A frightening new enemy—Heat

An article that I had missed when it first appeared in The Guardian newspaper in August 2018 popped up in my Facebook feed this week. It’s a truly frightening read.

Halfway to boiling: the city at 50C.

The teaser sets the stage.

It is the temperature at which human cells start to cook, animals suffer and air conditioners overload power grids. Once an urban anomaly, 50C is fast becoming reality

That 50 degrees celsius is equivalent to 122 degrees Fahrenheit. No, Hawaii hasn’t gotten there yet, although there appeared to be a relentless movement of higher temperatures across the state this year, making this story relevant not only in the global perspective but also in a very personal, local sense.

It suggests that while local planners are now taking sea level rise caused by climate change seriously, now is the time to start requiring measures to mitigate the impact of increasing heat.

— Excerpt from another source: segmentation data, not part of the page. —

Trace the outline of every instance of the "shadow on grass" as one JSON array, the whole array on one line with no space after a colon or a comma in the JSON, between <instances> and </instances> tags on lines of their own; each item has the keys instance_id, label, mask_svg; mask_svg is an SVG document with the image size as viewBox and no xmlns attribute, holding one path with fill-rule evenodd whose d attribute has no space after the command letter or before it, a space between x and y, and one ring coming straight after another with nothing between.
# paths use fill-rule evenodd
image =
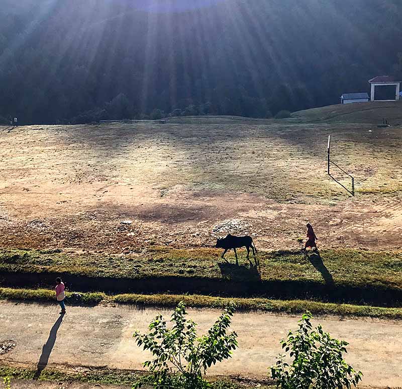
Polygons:
<instances>
[{"instance_id":1,"label":"shadow on grass","mask_svg":"<svg viewBox=\"0 0 402 389\"><path fill-rule=\"evenodd\" d=\"M306 253L306 256L309 258L309 260L317 270L321 273L325 283L327 286L334 287L335 282L332 275L330 273L329 270L324 264L321 256L318 251L314 251L312 253Z\"/></svg>"},{"instance_id":2,"label":"shadow on grass","mask_svg":"<svg viewBox=\"0 0 402 389\"><path fill-rule=\"evenodd\" d=\"M250 262L249 267L229 263L219 263L218 266L224 278L235 281L258 280L261 282L261 273L258 261L256 261L255 265Z\"/></svg>"}]
</instances>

Here’s the lead of the Guardian story.

Imagine a city at 50C (122F). The pavements are empty, the parks quiet, entire neighbourhoods appear uninhabited. Nobody with a choice ventures outside during daylight hours. Only at night do the denizens emerge, HG Wells-style, into the streets – though, in temperatures that high, even darkness no longer provides relief. Uncooled air is treated like effluent: to be flushed as quickly as possible.

School playgrounds are silent as pupils shelter inside. In the hottest hours of the day, working outdoors is banned. The only people in sight are those who do not have access to air conditioning, who have no escape from the blanket of heat: the poor, the homeless, undocumented labourers. Society is divided into the cool haves and the hot have-nots.

Humidity amplifies the effects of heat. Think August to October in Hawaii.

While temperatures of 122F can seem unreal, the Guardian chants through the areas of the globe, and the cities in different regions, which have experienced this level of extreme heat, and climate change threatens to make such heat more common by mid-century.

The article suggests things that can be done.

The city at 50C could be more tolerable with lush green spaces on and around buildings; towers with smart shades that follow the movement of the sun; roofs and pavements painted with high-albedo surfaces; fog capture and renewable energy fields to provide cooling power without adding to the greenhouse effect.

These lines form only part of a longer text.